We teach the dance the first day at clinics. It's a new dance so everyone is on the same level. No one knows or has seen it prior to that day. A video link is shared that night so they can practice at home. The following days, we will review it as a group a few times, but we don't spend more than a minute or two on it. Once we break out into open practice, one of the stations they can go to is the dance station to clean up or get more one on one help. After the initial teaching the first day, it's on them to remember it & perfect it.

Parent: I understand but how is she supposed to do that with so many other things going on?
You responded much better to this than I would have! If this parent were emailing about my team, she basically has cut her daughter already.
 
In all honesty I'm not looking for perfect motions or good jumps at all, especially for my sideline team. We have 4 days of clinics, and I'm looking for the kids that practiced and tried. I can teach you skills, I can't teach you the desire to practice and be better than the day before.

The kids I cut last year came in and didn't even know the dance or cheer we had spent the entire week on... To me, you aren't serious and I don't want you on my team.
I wish it were that simple here.

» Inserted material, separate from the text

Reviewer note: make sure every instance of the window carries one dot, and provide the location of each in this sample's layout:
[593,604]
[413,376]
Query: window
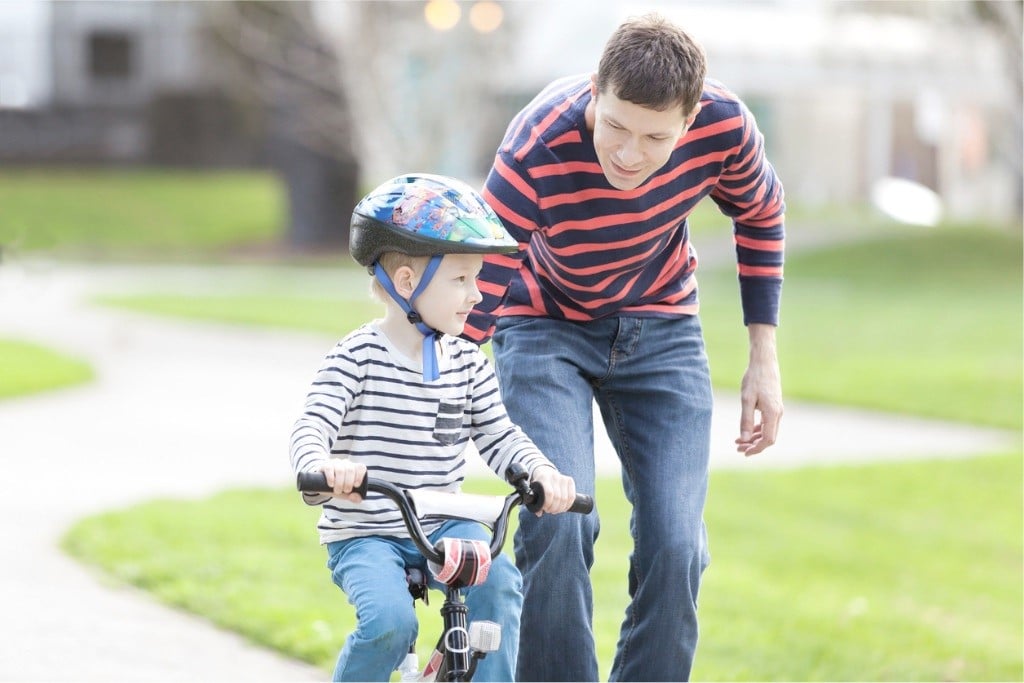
[111,55]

Local Catholic high school tryouts were this week. They graduate maybe 150 kids a year. 80 girls showed up for tryouts. They took 20 Varsity and 16 JV. Some very talented girls got cut.
 
I wish it were that simple here. Local Catholic high school tryouts were this week. They graduate maybe 150 kids a year. 80 girls showed up for tryouts. They took 20 Varsity and 16 JV. Some very talented girls got cut.

Wow.

I typically average about 45 athletes and end up with around 26-27 and a few alternates.

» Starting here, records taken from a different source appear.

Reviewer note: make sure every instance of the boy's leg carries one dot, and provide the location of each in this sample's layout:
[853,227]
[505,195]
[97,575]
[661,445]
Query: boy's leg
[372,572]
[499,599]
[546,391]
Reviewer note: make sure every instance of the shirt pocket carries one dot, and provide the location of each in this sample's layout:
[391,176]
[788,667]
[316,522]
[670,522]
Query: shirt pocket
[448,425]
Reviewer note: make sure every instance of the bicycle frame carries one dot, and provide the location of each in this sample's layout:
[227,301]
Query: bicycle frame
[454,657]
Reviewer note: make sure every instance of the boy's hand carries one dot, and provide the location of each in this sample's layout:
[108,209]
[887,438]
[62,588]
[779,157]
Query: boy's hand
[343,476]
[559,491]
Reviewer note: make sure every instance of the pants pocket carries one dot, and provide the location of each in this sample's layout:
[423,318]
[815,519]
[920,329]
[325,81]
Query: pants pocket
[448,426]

I end up cutting about 15ish. It's always tough because they are not necessarily like, awful. Just not experienced enough or in need of another year on JV and/or some tumbling classes.

@CoachTamara Your sideline is similar to our JV. JV does not compete so their coach (I do not coach JV but I work with them on choreo) tends to look for potential, as some of the girls who show up have all star experience at level 1 or 2, then some have tumbled before and have the required BHS but have never stunted before clinics. It's a mixture from "I almost have a BHS series and can base a prep" to "I have dance experience but have never cheered."
 
Wow.

I typically average about 45 athletes and end up with around 26-27 and a few alternates.

I end up cutting about 15ish. It's always tough because they are not necessarily like, awful. Just not experienced enough or in need of another year on JV and/or some tumbling classes.

@CoachTamara Your sideline is similar to our JV. JV does not compete so their coach (I do not coach JV but I work with them on choreo) tends to look for potential, as some of the girls who show up have all star experience at level 1 or 2, then some have tumbled before and have the required BHS but have never stunted before clinics. It's a mixture from "I almost have a BHS series and can base a prep" to "I have dance experience but have never cheered."

Yes, it's typical for most high schools around here. One school has almost 3000 kids, their squad cannot build so they only compete game day at one competition a season. They had about 150 girls show up to try out. They had to throw a round off 3BHS on basketball floor to stay the first day of tryouts. All of the girls who made Varsity has a standing tuck. All of JV had running tucks. The middle school that feeds them took 2 girls without a running tuck this year.